Helium maintains appropriate administrative, physical, and technical safeguards designed to protect Customer Data from accidental or unlawful loss, access, use, alteration, or disclosure. You agree to use reasonable efforts to prevent unauthorized access to or use of the Services through your or your Users’ account credentials. You must promptly notify Helium if you believe (a) your or any User’s account credentials have been lost, stolen, or compromised, or (b) an unauthorized party has accessed the Services.

  1. Free Services. 

To the extent provided in an Order Form, we may make the Services available to you for free until you achieve a certain number of end user conversions using the Services (such free Services, for so long as they are provided for free, the “Trial Services”), as further described in the applicable Order Form. NOTWITHSTANDING ANYTHING TO THE CONTRARY SET FORTH IN THESE TERMS, TRIAL SERVICES ARE OFFERED “AS-IS”, AND EXCEPT TO THE EXTENT PROHIBITED BY LAW, HELIUM DISCLAIMS ALL WARRANTIES FOR TRIAL SERVICES, INCLUDING ANY IMPLIED WARRANTIES OF MERCHANTABILITY, SATISFACTORY QUALITY, FITNESS FOR A PARTICULAR PURPOSE, NON-INFRINGEMENT, AND QUIET ENJOYMENT, AND ANY WARRANTIES ARISING OUT OF ANY COURSE OF DEALING OR USAGE OF TRADE.

  1. Payment. 

    1. Fees. You agree to pay the fees specified in the applicable Order Form (which are subject to change pursuant to Section 5.4) (“Fees”), which may be based on the number of end user conversions you achieve using the Services, as further described in the Order Form. Except as otherwise expressly provided in these Terms, payment obligations are non-cancellable and paid Fees are non-refundable. 

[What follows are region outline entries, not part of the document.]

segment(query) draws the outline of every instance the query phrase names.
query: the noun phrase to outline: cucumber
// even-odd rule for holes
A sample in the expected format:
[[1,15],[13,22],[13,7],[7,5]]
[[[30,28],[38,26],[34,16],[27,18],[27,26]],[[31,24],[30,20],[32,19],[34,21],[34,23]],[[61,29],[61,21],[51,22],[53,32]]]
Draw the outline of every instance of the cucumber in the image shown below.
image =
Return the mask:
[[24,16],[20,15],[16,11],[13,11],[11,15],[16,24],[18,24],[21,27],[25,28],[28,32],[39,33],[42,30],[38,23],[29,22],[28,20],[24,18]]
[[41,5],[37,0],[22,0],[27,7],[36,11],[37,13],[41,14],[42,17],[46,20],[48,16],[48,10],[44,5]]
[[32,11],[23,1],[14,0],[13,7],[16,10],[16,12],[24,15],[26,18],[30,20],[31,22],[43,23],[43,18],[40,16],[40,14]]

    2. Conversion Measurement. End user conversions will be measured and determined solely by Helium’s tracking systems, which shall be used for all billing purposes. Helium’s measurements will be final and binding, absent manifest error.

    3. Invoicing and Payment. Helium will issue an invoice for outstanding Fees at the conclusion of each billing cycle specified in the Order Form, or if no billing cycle is specified in the Order Form, at the conclusion of each month. Payment must be received within thirty (30) days of the invoice date. Failure to remit payment by the due date may result in service suspension or account termination at Helium’s discretion. You are responsible for ensuring all billing and contact information remains current and accurate throughout the Term. 

    4. Pricing Changes. Helium may change the Fees from time to time. Any price change will take effect no earlier than fourteen (14) days after the earlier of (a) the date we notify you of the change or (b) the date the revised Fees are posted to our pricing page, and will apply to your next billing cycle unless otherwise agreed in writing. For the avoidance of doubt, any changes to Fees will apply only prospectively and will not affect Fees already paid or payable for billing cycles that have begun prior to the effective date of the change.

    5. Taxes. All Fees are exclusive of taxes, levies, duties, or similar governmental assessments (collectively, “Taxes”). You are responsible for all Taxes associated with your purchases under these Terms, except for Taxes based on Helium’s net income, property, or payroll. If you are required by applicable law to withhold Taxes from any payment, you must increase your payment amount so that Helium receives the full invoiced amount after withholding.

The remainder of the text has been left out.